How We Got Here
Before the Whyte Review (2022), the culture within British Gymnastics was high-control, fear-based, and normalised around over-training, with expected compliance from gymnasts (the majority of whom were children). The Whyte Review was itself triggered in response to an outpouring of pressure from a national movement of athletes coming forward, with Gymnasts for Change International emerging as a campaigning vehicle to drive lasting change.
At the centre of Gymnasts for Change International’s campaign work was a group civil claim, involving 40 British gymnasts, set up by the organisation’s co-founder and CEO, Claire Heafford.
Six years on, this movement has not only initiated fundamental change within British Gymnastics. It has played an important role in a wider international awakening around athlete welfare and abusive coaching cultures across sport.

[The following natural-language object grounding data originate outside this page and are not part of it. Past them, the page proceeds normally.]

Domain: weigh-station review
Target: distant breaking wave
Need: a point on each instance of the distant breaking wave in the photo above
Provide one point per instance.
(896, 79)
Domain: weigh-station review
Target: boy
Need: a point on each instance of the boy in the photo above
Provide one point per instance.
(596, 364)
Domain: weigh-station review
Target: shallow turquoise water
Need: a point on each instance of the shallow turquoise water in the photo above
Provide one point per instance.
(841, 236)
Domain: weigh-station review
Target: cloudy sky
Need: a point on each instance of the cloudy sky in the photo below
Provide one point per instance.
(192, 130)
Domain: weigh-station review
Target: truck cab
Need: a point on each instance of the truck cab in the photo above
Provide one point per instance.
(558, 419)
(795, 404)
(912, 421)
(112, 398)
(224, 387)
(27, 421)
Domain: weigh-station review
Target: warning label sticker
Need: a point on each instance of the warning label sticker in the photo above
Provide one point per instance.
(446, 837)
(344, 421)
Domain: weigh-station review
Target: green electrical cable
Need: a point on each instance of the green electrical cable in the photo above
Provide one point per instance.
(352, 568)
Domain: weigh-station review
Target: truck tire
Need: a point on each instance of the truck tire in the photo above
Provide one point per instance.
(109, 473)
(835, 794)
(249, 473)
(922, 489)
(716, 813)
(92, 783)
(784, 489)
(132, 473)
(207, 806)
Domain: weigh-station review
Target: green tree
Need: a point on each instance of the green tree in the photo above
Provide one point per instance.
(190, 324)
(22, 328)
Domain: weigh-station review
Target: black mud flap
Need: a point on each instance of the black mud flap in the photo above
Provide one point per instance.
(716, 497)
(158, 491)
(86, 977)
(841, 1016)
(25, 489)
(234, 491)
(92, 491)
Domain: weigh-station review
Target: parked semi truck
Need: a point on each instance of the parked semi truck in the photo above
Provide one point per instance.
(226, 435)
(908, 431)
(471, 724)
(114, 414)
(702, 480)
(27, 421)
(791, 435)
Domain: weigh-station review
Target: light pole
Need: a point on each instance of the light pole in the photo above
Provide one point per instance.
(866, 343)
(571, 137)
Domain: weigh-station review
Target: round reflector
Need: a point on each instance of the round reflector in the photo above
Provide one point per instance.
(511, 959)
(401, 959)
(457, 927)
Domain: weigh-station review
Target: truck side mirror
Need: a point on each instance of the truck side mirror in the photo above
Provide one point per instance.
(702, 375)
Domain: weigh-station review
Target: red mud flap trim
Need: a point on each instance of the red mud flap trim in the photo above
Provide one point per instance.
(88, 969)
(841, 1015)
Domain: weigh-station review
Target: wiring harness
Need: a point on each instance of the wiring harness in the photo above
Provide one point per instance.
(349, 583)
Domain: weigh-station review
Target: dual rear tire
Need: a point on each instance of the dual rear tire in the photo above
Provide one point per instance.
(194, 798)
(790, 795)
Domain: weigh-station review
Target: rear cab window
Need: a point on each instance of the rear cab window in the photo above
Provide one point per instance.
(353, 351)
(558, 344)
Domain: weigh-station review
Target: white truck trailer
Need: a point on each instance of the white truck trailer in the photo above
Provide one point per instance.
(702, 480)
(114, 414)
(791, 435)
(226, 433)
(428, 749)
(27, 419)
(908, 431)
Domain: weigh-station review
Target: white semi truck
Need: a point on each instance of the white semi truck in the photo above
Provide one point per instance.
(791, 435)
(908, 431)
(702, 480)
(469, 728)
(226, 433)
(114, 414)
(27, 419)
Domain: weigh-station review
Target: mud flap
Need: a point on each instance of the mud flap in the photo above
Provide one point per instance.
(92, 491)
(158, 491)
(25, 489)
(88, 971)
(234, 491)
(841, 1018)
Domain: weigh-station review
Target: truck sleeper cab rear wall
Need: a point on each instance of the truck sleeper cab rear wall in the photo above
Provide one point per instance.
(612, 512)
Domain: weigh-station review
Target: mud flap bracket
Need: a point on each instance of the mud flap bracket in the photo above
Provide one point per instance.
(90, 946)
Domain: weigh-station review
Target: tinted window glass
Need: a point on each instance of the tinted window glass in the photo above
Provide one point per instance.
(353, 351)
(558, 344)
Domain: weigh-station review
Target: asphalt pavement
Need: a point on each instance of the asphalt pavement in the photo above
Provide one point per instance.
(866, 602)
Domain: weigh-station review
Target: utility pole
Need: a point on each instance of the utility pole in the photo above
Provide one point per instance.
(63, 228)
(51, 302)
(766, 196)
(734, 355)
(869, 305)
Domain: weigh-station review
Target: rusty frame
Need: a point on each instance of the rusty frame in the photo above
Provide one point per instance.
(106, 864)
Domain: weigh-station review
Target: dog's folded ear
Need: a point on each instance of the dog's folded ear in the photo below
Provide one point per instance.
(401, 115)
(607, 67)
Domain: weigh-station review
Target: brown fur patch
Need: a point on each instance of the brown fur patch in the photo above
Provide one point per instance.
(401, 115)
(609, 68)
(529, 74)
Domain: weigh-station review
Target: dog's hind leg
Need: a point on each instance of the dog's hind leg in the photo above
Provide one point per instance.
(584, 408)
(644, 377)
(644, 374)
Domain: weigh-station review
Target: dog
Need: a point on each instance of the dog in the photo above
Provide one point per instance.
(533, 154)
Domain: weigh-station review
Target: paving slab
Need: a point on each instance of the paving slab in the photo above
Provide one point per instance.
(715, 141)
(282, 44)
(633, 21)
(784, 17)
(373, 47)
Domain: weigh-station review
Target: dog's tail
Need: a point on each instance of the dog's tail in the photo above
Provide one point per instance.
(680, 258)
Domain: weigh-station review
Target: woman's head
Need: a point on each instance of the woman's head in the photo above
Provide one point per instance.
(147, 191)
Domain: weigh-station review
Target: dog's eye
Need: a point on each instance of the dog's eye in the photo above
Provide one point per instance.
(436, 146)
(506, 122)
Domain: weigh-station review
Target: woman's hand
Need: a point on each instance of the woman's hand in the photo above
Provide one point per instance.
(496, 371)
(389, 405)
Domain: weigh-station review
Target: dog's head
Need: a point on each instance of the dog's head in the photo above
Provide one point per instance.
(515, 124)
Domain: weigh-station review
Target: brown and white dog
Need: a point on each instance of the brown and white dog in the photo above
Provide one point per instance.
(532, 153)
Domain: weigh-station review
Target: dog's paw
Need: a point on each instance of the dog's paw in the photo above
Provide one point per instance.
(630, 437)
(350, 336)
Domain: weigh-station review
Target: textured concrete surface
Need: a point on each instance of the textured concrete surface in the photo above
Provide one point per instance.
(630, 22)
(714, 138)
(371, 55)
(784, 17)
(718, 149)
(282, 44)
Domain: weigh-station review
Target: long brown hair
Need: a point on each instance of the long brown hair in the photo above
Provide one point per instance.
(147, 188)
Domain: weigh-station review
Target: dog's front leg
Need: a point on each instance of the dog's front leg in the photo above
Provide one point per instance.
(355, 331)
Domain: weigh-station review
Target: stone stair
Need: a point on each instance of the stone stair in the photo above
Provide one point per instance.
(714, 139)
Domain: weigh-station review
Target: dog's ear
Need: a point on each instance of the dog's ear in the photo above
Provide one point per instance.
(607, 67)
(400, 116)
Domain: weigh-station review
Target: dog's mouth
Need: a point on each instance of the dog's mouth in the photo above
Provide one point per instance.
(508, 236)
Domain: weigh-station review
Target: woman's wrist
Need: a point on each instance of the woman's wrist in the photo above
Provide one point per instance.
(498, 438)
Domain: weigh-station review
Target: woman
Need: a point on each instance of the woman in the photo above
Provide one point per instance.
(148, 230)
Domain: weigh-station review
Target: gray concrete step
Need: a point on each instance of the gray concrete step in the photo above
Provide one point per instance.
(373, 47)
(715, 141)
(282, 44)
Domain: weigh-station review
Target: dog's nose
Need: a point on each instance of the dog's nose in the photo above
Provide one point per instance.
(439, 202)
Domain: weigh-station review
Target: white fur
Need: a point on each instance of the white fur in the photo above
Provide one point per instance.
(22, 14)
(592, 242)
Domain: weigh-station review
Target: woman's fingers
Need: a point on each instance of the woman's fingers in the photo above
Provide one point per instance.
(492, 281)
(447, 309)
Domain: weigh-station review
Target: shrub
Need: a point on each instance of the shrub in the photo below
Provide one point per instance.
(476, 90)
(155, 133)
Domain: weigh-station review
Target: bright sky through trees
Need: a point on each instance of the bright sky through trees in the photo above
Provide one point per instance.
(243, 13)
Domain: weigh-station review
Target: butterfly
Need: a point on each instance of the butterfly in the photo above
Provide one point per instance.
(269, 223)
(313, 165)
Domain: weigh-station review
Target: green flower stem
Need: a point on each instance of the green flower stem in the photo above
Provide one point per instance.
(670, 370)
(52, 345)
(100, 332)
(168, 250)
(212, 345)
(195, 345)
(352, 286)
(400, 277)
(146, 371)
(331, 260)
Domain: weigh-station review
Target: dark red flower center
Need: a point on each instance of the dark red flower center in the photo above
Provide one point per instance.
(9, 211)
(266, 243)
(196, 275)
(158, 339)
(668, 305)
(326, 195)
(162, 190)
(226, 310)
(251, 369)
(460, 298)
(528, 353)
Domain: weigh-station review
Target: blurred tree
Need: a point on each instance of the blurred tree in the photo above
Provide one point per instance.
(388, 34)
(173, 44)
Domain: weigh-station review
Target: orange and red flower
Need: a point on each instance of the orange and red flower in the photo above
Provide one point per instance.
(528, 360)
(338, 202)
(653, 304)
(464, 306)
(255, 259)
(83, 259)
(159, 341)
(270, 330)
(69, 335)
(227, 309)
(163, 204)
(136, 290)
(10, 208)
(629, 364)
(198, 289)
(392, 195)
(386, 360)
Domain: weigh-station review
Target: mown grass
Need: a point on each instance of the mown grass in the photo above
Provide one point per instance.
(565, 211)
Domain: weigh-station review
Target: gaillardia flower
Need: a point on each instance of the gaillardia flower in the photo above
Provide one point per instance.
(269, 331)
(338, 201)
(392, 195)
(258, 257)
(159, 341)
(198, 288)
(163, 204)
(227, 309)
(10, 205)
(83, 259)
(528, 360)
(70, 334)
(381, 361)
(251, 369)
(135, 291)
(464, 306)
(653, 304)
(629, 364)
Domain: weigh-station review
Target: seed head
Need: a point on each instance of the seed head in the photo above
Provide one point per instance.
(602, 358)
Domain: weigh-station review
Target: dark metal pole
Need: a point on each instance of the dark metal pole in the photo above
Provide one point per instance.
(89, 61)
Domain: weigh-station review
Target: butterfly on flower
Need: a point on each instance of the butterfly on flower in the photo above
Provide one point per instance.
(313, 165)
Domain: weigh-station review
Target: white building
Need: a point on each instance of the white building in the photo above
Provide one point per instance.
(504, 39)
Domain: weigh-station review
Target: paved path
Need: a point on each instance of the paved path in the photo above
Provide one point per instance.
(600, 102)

In 2024, Gymnasts for Change International became a charity and received financial backing from the Oak Foundation - a prestigious human rights funder - marking a new chapter of structured, resourced and highly focused campaigning.
Across gymnastics - and sport more widely - courageous survivors have been speaking out about the harm they have experienced in systems that historically prioritised performance, medals, and reputation over athlete wellbeing. Until recently, athlete voices have been ignored, minimised and silenced. It wasn’t until 2020, following the release of Athlete A, that a huge outpouring of athlete testimony and determined campaigning finally began to lead to change.
Major investigations such as the Whyte Review (UK), the Wagstaff Report (UK), Change the Routine (Australia), the David Howman Report (New Zealand), the Senate Nassar Report (USA), the Magglingen Protocols (Switzerland), Ongelijke Leggers (Netherlands), the Safe Sport Review (USA), and the Future of Sport Report (Canada) have made the scale of the problem impossible to ignore. Meanwhile, in the UK, the government has committed to ambitious action to tackle violence against women and girls, recognising that harmful cultures must be challenged wherever they exist. It is now up to decision-makers and the wider culture within sport to choose the right path forward.